Immunotherapies have rapidly become a prominent treatment option for patients with melanoma, starting with the approval of ipilimumab in 2011. The approval opened the door for other immunotherapy treatments for the disease, according to Michael A. Postow, MD, a medical oncologist specializing in melanoma at MSKCC.
“Ipilimumab had a huge impact on the treatment paradigm for melanoma. It was the first drug to ever improve overall survival,” said Postow in an interview with OncLive. “It opened up a whole way of treating patients with immune checkpoint blockade, and this has led to more effective treatment strategies in the same family, with PD-1. It has introduced a whole new field of cancer treatment.”
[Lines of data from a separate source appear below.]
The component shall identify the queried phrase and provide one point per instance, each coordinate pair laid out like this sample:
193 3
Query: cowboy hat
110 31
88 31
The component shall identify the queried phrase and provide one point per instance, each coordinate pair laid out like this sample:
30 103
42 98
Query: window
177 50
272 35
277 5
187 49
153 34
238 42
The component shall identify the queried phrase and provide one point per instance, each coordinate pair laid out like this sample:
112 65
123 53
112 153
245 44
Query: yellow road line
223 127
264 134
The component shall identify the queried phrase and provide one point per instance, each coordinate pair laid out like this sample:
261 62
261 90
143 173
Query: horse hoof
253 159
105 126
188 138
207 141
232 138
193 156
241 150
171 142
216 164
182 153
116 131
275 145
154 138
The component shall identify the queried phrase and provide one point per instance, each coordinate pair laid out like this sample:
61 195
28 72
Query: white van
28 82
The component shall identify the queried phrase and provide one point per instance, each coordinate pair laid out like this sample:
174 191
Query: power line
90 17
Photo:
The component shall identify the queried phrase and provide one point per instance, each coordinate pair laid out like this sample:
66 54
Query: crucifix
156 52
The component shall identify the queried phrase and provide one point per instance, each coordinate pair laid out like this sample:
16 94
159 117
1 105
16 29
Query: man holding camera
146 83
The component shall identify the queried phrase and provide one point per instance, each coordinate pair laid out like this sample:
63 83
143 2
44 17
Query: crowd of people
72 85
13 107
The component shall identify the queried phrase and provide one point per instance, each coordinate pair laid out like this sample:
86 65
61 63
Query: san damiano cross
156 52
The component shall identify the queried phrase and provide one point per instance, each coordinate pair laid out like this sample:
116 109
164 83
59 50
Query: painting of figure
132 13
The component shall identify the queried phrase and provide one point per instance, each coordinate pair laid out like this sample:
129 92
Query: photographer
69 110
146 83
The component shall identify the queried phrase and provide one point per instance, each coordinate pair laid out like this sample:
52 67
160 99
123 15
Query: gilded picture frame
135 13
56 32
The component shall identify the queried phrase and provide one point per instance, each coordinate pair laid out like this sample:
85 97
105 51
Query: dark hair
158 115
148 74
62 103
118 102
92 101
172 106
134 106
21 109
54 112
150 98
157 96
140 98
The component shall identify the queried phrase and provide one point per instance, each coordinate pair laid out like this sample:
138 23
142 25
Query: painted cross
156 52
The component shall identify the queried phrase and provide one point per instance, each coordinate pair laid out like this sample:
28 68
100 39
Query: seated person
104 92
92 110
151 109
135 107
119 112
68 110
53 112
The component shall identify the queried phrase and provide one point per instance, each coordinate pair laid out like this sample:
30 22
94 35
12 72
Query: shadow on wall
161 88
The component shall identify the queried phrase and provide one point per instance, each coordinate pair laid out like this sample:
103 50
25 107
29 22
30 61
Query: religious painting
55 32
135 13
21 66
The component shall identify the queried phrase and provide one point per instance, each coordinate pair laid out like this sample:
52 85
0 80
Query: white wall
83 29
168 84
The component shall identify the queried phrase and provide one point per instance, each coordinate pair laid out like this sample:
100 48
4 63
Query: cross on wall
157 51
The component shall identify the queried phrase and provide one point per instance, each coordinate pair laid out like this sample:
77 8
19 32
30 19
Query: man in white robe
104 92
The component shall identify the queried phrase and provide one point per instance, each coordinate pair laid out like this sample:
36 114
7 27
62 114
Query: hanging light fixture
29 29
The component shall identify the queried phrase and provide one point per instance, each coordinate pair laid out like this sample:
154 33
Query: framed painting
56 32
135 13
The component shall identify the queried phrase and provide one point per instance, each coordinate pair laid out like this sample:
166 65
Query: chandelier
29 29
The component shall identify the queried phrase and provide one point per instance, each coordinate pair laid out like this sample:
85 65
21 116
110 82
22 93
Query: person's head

Following ipilimumab, the PD-1 inhibitors nivolumab (Opdivo) and pembrolizumab (Keytruda) were both approved for advanced melanoma last year.
Despite these successes, it is still difficult to determine which immunotherapies will be most effective for which melanoma patients. A link between NRAS mutations and response rates, as shown in the recent VICC study, offers a potential solution.
“Tumor markers that can identify patients who will benefit the most from these therapies is an important step in improving treatment outcomes,” Johnson said.
Johnson DB, Lovly CM, Flavin M, et al. Impact of NRAS mutations for patients with advanced melanoma treated with immune therapies. Cancer Immunol Res. 2015;3(3):288-295.